I have to be honest that I don’t know much about the publishing history of this one–if it was meant to be a miniseries that go the prestige format treatment or if it was considered for one-shot status all along. All I know is that it has two huge comics names attached to it, even if one was at the start of his career at the time. The writer is James Robinson (who would go on to write more Terminator comics at Dark Horse and eventually take on Starman at DC a few years later) and the artist is Matt Wagner (who had made a name for himself with Grendel over at Comico, a property that he’d just brought to Dark Horse around the time this was published). It was another that I found in the last-chance quarter bin, and I had to check to see where it fit in because while it does not follow the story that the first series set up, it was published during this first era.

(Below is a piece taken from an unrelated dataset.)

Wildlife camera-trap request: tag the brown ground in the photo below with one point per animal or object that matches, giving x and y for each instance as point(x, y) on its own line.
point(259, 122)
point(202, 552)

Robinson and Wagner give us a stand-alone story wherein another Terminator was sent back to 1984 at the same time the T-800 was sent back for the first movie. This one is female and has been tracking Sarah Connors and instead of centering in on Linda Hamilton’s character, she finds one who at this point is on her honeymoon in San Francisco with her new husband, Alex. Intriguingly, she’s a bit of a scam artist because she and a lover of hers are plotting his death so that she can inherit his wealth. It all comes to a head when the Terminator attacks their hotel with a man from the future named Eugene Ruggles showing up to help take down the Terminator.
I’m hot and cold on James Robinson because while I really enjoy a number of his works, there are unspeakable acts of comic carnage that he is responsible for (and I will not elaborate further). I do love Matt Wagner’s art, though, and Wagner is a great artist for this story. The two blend the action and horror elements of the film with a bit of noir and some humor, giving a story that would have definitely been worth the $5.95 you would have paid for it back in 1991 (I guess Professor Alan would call this a “quarter bin steal”?). In fact, I think the only downside to this book is the weird gimmick it has, which is a pop-up.
No, really. At one point, the police have a blockade set up to catch the Terminator. She has stolen a motorcycle and comes right at them, jumping them and firing in midair. When you turn to pages 34-35, the top panel is a double-page one of the Terminator flying in on her bike and firing her gun, and she is the “pop up” piece, coming out above the page. It makes the book a little hard to flip through and while the art is good, it’s a really silly gimmick.
Ah, the Nineties.
But that’s a small quibble with a book that I thoroughly enjoyed. I don’t think that I would pay very much for this if I saw it in a back issue bin, but maybe that’s because I’m spoiled from getting it for a quarter. Still, if you manage to see this on the very cheap, definitely snatch it up.
This is going to get piled into my “wait for the verdict when I finish the books” directive here, and I have to say that I’m tempted to keep it despite what I do with the rest of the Dark Horse Terminator comics, especially since it can go on my trades and graphic novels shelf as opposed to sitting in a shortbox.